A forum for reverse engineering, OS internals and malware analysis 

Forum for discussion about kernel-mode development.
 #9766  by madaboo
 Sat Nov 19, 2011 7:55 pm
Hello!

Assumig one kernel module is creating reg key with ZwCreateKey, but just after that it is creating security_descriptor with following parameters:
BYTE Revision =1 ;
SECURITY_DESCRIPTOR_CONTROL Control = 4 (DACL_PRESENT)
PSID Owner = 0
PSID Group = 0
PACL Sacl = 0
PACL Dacl = 0
and sets security descriptor for reg key handle with ZwSetSecurityDescriptor().
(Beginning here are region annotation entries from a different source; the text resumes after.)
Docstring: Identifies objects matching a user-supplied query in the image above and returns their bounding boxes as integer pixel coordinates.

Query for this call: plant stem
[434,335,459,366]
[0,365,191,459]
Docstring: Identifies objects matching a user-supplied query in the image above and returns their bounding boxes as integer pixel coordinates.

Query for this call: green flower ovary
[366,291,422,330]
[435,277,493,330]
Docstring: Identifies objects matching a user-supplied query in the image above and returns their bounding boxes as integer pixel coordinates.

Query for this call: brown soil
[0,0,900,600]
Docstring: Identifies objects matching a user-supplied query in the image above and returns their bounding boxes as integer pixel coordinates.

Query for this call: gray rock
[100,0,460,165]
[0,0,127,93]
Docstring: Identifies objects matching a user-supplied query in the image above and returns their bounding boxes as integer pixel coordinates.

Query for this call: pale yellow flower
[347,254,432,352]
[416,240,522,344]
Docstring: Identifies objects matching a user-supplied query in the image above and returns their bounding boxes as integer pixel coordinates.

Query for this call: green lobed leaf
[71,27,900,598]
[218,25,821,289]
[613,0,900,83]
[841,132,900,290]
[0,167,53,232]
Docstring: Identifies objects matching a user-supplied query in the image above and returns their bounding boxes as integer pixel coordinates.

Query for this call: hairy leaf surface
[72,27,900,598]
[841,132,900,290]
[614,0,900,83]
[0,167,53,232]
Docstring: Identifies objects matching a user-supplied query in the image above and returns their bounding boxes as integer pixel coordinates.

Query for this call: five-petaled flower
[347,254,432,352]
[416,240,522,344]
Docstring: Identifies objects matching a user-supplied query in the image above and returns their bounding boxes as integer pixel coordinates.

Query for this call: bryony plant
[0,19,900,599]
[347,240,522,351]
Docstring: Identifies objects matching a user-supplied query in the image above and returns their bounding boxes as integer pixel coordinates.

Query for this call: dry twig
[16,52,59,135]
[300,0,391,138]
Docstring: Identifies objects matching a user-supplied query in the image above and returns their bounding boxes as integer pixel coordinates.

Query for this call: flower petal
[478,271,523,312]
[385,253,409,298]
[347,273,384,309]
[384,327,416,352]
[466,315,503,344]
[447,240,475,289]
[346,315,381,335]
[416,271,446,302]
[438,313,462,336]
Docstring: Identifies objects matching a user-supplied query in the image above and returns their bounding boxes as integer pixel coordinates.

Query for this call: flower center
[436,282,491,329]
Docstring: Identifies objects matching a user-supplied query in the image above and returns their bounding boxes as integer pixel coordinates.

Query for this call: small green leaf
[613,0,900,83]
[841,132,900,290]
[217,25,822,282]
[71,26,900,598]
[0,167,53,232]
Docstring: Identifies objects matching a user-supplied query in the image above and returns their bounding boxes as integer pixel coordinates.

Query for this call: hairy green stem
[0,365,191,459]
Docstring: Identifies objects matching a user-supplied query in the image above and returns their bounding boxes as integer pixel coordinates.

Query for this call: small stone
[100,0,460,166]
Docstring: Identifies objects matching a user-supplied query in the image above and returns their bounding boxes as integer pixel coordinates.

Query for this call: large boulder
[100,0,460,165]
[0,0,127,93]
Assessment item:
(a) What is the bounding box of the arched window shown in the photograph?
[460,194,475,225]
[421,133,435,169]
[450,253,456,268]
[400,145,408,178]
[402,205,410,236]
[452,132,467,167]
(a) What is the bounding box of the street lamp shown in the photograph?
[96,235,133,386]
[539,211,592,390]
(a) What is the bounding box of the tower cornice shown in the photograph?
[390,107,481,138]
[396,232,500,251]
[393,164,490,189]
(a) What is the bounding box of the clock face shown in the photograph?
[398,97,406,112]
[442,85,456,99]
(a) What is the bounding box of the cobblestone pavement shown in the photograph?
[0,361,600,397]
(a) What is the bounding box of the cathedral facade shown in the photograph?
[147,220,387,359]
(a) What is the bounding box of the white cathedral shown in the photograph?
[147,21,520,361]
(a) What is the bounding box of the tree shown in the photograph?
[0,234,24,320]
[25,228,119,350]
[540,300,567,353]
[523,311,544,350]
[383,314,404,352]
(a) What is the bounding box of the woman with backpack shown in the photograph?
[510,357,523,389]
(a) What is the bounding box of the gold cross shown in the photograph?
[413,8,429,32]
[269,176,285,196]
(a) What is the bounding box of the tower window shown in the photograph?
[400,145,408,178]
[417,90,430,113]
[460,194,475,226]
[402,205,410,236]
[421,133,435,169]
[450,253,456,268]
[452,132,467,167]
Is it possible to delete this key with another kernel module?
Do you thnink using here ZwOpenProcessToken() to take token of current process, then ZwAdjustPrivilagesToken with restore priviledge and then trying to remove key could solve the problem? I read somewhere that it is one of the ways to bypass DACLs?

Thanks a lot for help!
 #9773  by Vrtule
 Sun Nov 20, 2011 9:23 am
Yes, SeRestoreNamePrivilege should work on Windows 7. I am not sure about previous OS versions.

However, If you want to remove the key from kernelmode, you do not need to obtain this privilege. AFAIK security descriptors are not checked when your previous mode is KernelMode unless the kernel is explicitly asked to do it.
 #9774  by a_d_13
 Sun Nov 20, 2011 10:04 am
Vrtule wrote:Yes, SeRestoreNamePrivilege should work on Windows 7. I am not sure about previous OS versions.

However, If you want to remove the key from kernelmode, you do not need to obtain this privilege. AFAIK security descriptors are not checked when your previous mode is KernelMode unless the kernel is explicitly asked to do it.
Hello,

This is true. Using ZwCreateKey from kernel-mode will not check access rights, unless OBJ_FORCE_ACCESS_CHECK flag is passed to InitializeObjectAttributes. See here and here for more info.

Thanks,
--AD
 #9868  by madaboo
 Wed Nov 23, 2011 10:02 pm
Guys thank you so much for help!

One additional question.
Assuming that we're developing top level driver and we're trying to open key that was created without OBJ_FORCE_ACCESS_CHECK.
This is case where driver is called within callers thread context, so my question is if in this case security checks are performed or not? I mean in this situation previous mode is user-mode and not kernel mode and I would like to know if you think that in this case security checks should be performed.